Columnist's memory challenged, thanked by readers

2009-06-18 / Mailbox

Re: Angles 'n' Attitudes by William Bothwell

I read Mr. Bothwell's interesting article regarding Grand Duchess Olga. I am quite certain that Mr. Bothwell is mistaken when he says he received an invitation from Principal Cedric Sowby to attend Upper Canada College when Queen Elizabeth visited.

She has never been to the College nor has she ever been expected to be at the College. However, her husband, Prince Phillip, has visited on several occasions.

Bert Sommerfeld

via e-mail

- - o- -

Thanks so much for your reminiscence of the Grand Duchess Olga Aleksandrovna. I so enjoyed reading your article.

I am of Russian ancestry. My grandparents fled Russia in 1920. Both of my grandfathers were in the White Army. My great-grandfather was killed by the bolsheviks in 1919. He was taken from his sickbed and summarily shot. His body was thrown into a ditch. His only "crime" was that he was a retired general in the Russian Imperial Army and a landowner. When he was arrested, his local peasants demanded his release from prison. They were threatened with arrest themselves. He was 67 yrs. old when he was murdered by the bolsheviks.
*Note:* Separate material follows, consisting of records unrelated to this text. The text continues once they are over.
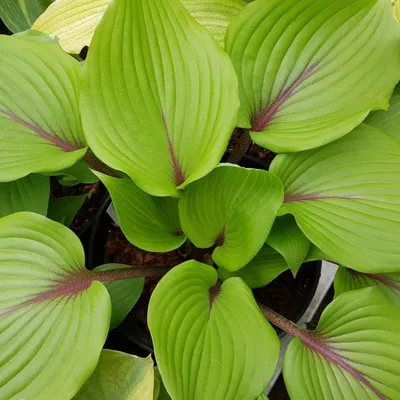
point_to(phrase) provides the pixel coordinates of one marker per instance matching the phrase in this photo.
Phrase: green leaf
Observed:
(347, 279)
(124, 294)
(54, 319)
(345, 197)
(79, 172)
(119, 376)
(311, 71)
(353, 354)
(73, 22)
(215, 15)
(267, 265)
(288, 239)
(64, 209)
(162, 393)
(232, 208)
(201, 353)
(19, 15)
(176, 127)
(148, 222)
(40, 127)
(27, 194)
(388, 121)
I visited Russia for the first time with my father in 2000. We traveled all the way across Russia-from Vladivostok to Moscow- via the Trans- Siberian RR. We later went to visit our ancestral estate (near Gdov, not far the the Estonian border today) and surprisingly were met by the locals who remembered our family kindly. Our ancestral church is still standing and is used by the local villagers. Both my father and I were greeted with bread and salt and I was given a bouquet of flowers. The church dates from the late 18th century. One of our goals was to locate the remains of my murdered great-grandfather.

One of our stops along the way to Moscow was in Yekaterinburg. We went to see the site of the infamous Ipatiev House (it was an empty field in 2000 with a small wooden chapel).
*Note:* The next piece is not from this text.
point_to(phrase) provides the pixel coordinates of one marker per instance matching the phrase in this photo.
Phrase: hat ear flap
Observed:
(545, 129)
Today a large church is built on the site dedicated to the Imperial Martyrs. The Russian Church canonized the entire Imperial Family in 2000.
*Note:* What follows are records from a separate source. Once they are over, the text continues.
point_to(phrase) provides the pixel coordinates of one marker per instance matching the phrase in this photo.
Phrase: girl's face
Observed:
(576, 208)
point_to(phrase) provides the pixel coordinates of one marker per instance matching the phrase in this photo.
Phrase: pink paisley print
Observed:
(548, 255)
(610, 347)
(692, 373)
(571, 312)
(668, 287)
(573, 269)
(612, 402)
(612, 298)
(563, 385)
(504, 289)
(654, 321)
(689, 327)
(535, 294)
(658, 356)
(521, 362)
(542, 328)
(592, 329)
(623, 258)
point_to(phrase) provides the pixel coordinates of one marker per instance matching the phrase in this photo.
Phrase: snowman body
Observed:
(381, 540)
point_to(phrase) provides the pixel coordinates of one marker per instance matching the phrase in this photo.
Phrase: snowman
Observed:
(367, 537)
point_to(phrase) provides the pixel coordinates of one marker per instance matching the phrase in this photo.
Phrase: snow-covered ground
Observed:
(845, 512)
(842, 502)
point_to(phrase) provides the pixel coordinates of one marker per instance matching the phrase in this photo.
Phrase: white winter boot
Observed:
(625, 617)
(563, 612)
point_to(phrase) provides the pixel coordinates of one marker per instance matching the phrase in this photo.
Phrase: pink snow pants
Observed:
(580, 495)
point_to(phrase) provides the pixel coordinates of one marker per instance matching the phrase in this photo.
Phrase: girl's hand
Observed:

Your article triggered this memory-thanks.
Peter Konovnitzine
via e-mail

Thanks to Herbert Sommerfeld for correcting a faulty memory. It was, indeed, Prince Philip's visit to UCC, Toronto, that I missed.

The confusion was my inability to be present at Sandrignham Church in 1957 when Her Majesty was to be there at Easter.

On that occasion Prince Philip was, I think, visiting in the South Seas.